Daidre schluckte. Mit einem Mal fiel ihr auf, dass Sergeant Havers aufgehört hatte zu schreiben. Aber wann? Sie war unaufmerksamer gewesen, als sie es hätte sein dürfen, und sie wollte wieder den Kurs einschlagen, mit dem sie begonnen hatte. Trotz ihres heftig klopfenden Herzens sagte sie zu Havers: »New Scotland Yard. Sind Sie die einzige Beamtin aus London, die hier an diesem Fall arbeitet? Außer Superintendent Lynley natürlich.«

Hannaford ging dazwischen: »Dr. Trahair, das hat nichts mit meiner Frage…«

»New Scotland Yard. Die Londoner Polizeibehörde. Aber Sie müssen zur… Wie nennt man das? Kriminalpolizei? Mordkommission? Oder heißt das heutzutage anders?«

Havers warf Hannaford einen hilfesuchenden Blick zu.

»Dann nehme ich an, dass Sie Thomas Lynley kennen. Da er von New Scotland Yard ist und Sie ebenfalls und sie beide in derselben — soll ich sagen, auf demselben Gebiet? — arbeiten, müssen Sie einander doch kennen, oder?«

»Ob Superintendent Lynley und Detective Sergeant Havers einander kennen, braucht Sie nicht zu kümmern«, erklärte Hannaford. »Wir haben einen Zeugen, der Santo Kerne vor Ihrer Haustür gesehen hat, Dr. Trahair. Wir haben einen Zeugen, der ihn sogar in Ihrem Cottage gesehen hat. Wenn Sie eine Erklärung haben, wie jemand, den Sie angeblich nur vom Sehen kannten, an Ihre Tür klopfen und Einlass finden konnte, dann würden wir sie sehr gerne hören.«

»Ich nehme an, Sie waren diejenige, die in Falmouth Fragen über mich gestellt hat«, sagte Daidre zu Havers.

Havers sah sie ausdruckslos an — ein gutes Pokerface. Überraschenderweise lüftete Hannaford das Geheimnis. Sie richtete ihre Aufmerksamkeit unvermittelt, wenn auch nur kurz, auf Havers, und ihr Blick war fragend. Daidre zog den naheliegenden Schluss.

»Und ich nehme weiter an, es war Thomas Lynley, nicht Detective Inspector Hannaford, der Ihnen den Auftrag dazu erteilt hat.« Sie stellte es nüchtern fest. Sie wusste, dass sie recht hatte; doch darüber, was diese Erkenntnis für sie bedeuten mochte, wollte sie im Augenblick lieber nicht nachdenken.

Was sie hingegen wollte, war, die Polizei abzuschütteln, sie aus ihrem Leben zu vertreiben. Unglücklicherweise gab es nur einen Weg, das zu erreichen, und dieser Weg führte über die Preisgabe von Informationen. Über einen Namen, der den Ermittlern eine andere Richtung weisen würde. Und Daidre war bereit, diesen Namen zu nennen.

»Sie sollten mit Aldara Pappas sprechen. Sie finden Sie auf einer Farm namens Cornish Gold. Eine Ciderfarm.«

Jonathan Parsons' Exfrau ausfindig zu machen, kostete Lynley weitere neunzig Minuten. Nachdem er Rock Larsons Büro verlassen hatte, suchte er die Gesamtschule auf, wo er erfuhr, dass Niamh Parsons schon seit Langem Niamh Triglia hieß und noch nicht ganz so lange im Ruhestand war. Über Jahre hatte sie in unmittelbarer Nähe der Schule gewohnt, aber ob sie dort noch immer lebte, nachdem sie aus dem Schuldienst ausgeschieden war, konnte man ihm nicht sagen.

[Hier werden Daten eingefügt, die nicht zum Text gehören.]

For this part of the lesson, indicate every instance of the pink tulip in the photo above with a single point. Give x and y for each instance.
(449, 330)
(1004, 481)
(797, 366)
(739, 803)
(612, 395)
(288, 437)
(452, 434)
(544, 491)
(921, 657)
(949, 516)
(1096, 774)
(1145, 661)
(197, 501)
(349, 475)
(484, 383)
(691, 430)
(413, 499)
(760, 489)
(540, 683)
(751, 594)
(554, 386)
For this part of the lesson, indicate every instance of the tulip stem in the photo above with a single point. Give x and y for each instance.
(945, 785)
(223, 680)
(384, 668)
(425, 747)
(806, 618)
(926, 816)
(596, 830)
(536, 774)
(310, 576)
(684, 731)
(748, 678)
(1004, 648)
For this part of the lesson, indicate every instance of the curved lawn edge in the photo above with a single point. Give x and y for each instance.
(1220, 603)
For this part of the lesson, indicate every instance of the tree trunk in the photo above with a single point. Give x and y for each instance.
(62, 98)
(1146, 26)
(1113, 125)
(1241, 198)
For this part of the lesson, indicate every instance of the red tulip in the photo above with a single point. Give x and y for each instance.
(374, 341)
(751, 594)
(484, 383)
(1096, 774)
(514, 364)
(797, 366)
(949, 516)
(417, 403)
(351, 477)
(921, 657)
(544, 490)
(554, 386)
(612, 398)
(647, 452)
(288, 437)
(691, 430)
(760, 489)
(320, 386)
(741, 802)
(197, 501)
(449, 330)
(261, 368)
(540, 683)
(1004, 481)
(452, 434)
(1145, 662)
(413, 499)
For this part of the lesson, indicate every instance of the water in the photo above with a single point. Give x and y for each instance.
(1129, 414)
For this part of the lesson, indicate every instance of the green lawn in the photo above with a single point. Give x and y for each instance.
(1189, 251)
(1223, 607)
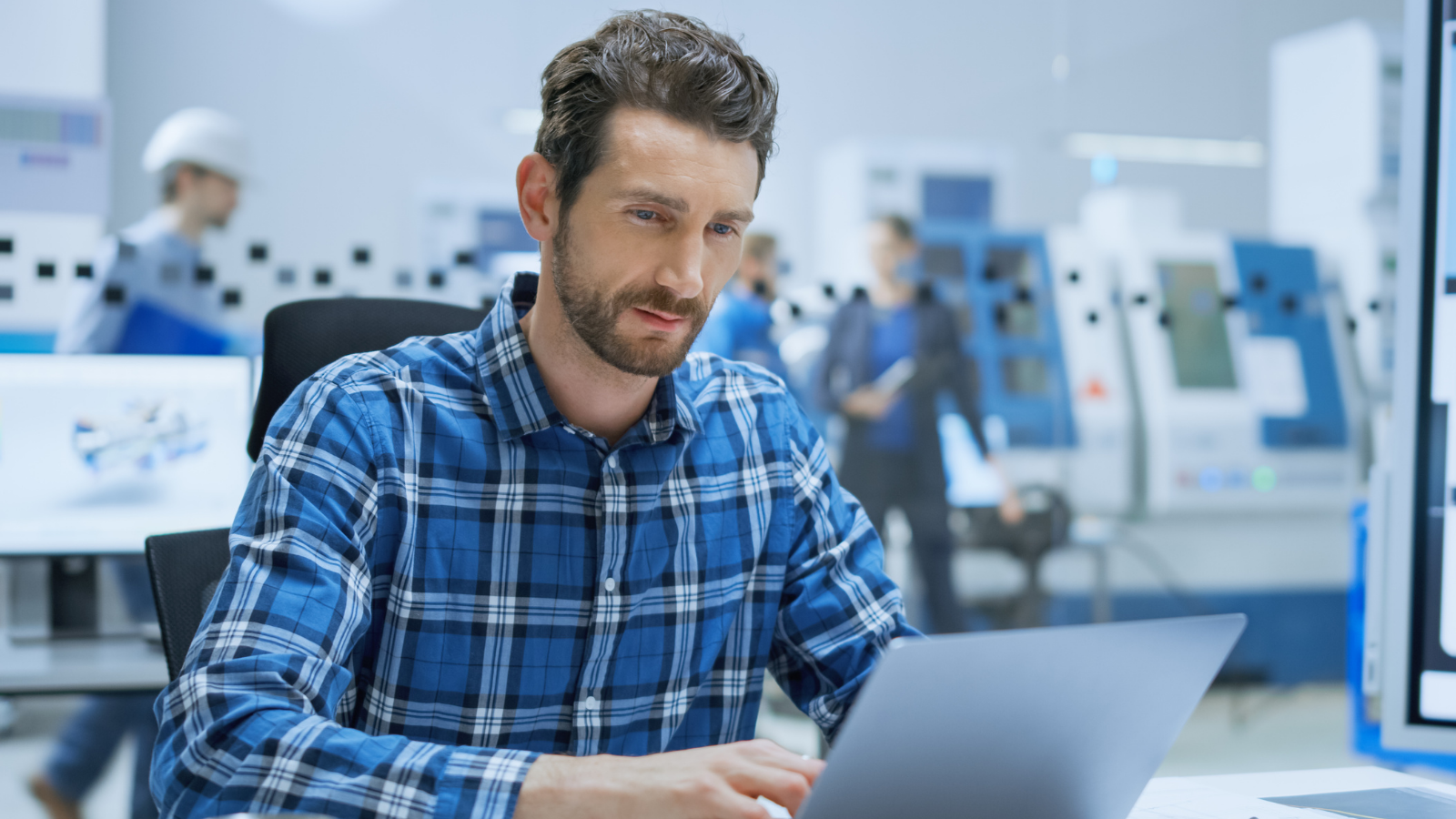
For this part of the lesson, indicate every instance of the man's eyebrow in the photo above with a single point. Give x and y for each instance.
(744, 216)
(681, 206)
(650, 196)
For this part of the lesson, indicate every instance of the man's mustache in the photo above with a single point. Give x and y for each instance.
(664, 300)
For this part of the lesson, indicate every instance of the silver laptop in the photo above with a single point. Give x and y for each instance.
(1043, 723)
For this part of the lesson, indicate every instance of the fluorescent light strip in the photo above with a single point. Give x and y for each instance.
(1168, 150)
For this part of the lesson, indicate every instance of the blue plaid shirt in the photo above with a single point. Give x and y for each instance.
(436, 577)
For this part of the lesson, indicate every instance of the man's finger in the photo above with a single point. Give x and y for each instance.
(784, 787)
(768, 753)
(737, 806)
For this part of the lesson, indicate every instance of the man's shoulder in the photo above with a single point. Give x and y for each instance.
(422, 361)
(706, 376)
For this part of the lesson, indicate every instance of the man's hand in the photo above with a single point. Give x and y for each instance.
(868, 402)
(705, 783)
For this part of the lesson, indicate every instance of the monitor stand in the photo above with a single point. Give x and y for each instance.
(65, 596)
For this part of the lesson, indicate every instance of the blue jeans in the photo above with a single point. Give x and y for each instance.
(92, 736)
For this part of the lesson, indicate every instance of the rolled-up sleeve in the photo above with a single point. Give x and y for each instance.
(259, 717)
(839, 610)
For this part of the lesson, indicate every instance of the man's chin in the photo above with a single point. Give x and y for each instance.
(648, 358)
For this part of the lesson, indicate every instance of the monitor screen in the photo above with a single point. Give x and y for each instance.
(1196, 327)
(98, 452)
(1433, 629)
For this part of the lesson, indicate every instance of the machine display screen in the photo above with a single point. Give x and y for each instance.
(1433, 627)
(1196, 325)
(1018, 318)
(945, 261)
(1009, 264)
(48, 127)
(1026, 375)
(98, 452)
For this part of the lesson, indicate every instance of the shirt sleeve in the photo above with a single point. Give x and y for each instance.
(258, 719)
(839, 611)
(91, 322)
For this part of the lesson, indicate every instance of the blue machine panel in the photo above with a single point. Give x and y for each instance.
(957, 198)
(1279, 290)
(500, 232)
(1001, 286)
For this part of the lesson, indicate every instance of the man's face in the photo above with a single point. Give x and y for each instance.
(887, 249)
(211, 194)
(652, 238)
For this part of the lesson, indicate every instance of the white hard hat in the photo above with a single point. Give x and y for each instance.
(203, 137)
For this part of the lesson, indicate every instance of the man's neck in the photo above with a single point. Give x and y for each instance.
(184, 222)
(587, 390)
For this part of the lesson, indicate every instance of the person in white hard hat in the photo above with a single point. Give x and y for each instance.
(150, 290)
(150, 293)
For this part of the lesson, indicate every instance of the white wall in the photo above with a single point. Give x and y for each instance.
(53, 48)
(347, 120)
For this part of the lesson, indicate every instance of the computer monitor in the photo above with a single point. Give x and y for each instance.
(98, 452)
(1414, 511)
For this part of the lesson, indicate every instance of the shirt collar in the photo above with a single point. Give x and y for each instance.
(517, 395)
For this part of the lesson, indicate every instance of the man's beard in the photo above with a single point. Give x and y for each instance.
(594, 317)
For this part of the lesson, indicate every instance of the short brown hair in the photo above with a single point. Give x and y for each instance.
(654, 62)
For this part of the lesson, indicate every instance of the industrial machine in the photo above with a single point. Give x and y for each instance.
(1410, 625)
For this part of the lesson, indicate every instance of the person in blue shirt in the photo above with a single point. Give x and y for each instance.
(539, 569)
(150, 293)
(892, 453)
(740, 324)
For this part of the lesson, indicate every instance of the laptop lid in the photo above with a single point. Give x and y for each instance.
(1067, 722)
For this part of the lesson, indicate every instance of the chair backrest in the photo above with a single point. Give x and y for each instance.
(186, 569)
(303, 337)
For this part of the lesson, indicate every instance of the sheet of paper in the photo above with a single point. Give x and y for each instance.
(1274, 376)
(1177, 797)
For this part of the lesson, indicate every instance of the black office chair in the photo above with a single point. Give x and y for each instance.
(298, 339)
(1046, 528)
(186, 569)
(303, 337)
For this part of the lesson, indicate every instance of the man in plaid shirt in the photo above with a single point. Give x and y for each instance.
(539, 569)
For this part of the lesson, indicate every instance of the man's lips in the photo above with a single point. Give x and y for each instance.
(660, 321)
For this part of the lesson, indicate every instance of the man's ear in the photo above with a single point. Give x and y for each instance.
(536, 197)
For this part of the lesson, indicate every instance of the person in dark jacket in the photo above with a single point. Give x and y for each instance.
(892, 351)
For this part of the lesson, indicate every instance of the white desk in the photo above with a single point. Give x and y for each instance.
(72, 666)
(1327, 780)
(1225, 796)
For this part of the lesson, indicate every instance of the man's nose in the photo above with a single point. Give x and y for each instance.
(683, 270)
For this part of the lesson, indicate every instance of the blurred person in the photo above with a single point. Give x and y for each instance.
(539, 569)
(892, 457)
(740, 324)
(149, 293)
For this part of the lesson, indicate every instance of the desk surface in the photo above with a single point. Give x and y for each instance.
(80, 666)
(1327, 780)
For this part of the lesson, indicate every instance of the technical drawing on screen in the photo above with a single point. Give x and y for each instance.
(98, 452)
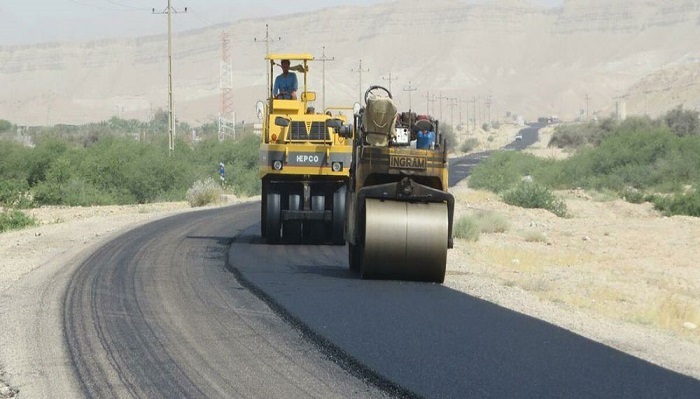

Er stattete dem Stadtarchiv einen Besuch ab und fand dort schnell heraus, dass die Triglias nicht mehr in Exeter wohnten, aber auch diese Hürde nahm er im Handumdrehen, indem er ein paar Nachbarn befragte und ihnen seinen Dienstausweis zeigte. Mühelos erfuhr er, dass die Triglias wie schon so viele andere vor ihnen in sonnigere Gefilde aufgebrochen waren nicht jedoch etwa an die spanische Küste. Glücklicherweise waren sie in Cornwall geblieben, wo zwar kein mediterranes Klima herrschte, doch boten bestimmte Landstriche immerhin bessere Wetterbedingungen als der Rest des englischen Festlands. Wenn man nur von ausreichend froher Natur war, konnte man das Klima durchaus als mild bezeichnen. Und froher Natur waren die Triglias offenbar. Inzwischen wohnten sie in Boscastle.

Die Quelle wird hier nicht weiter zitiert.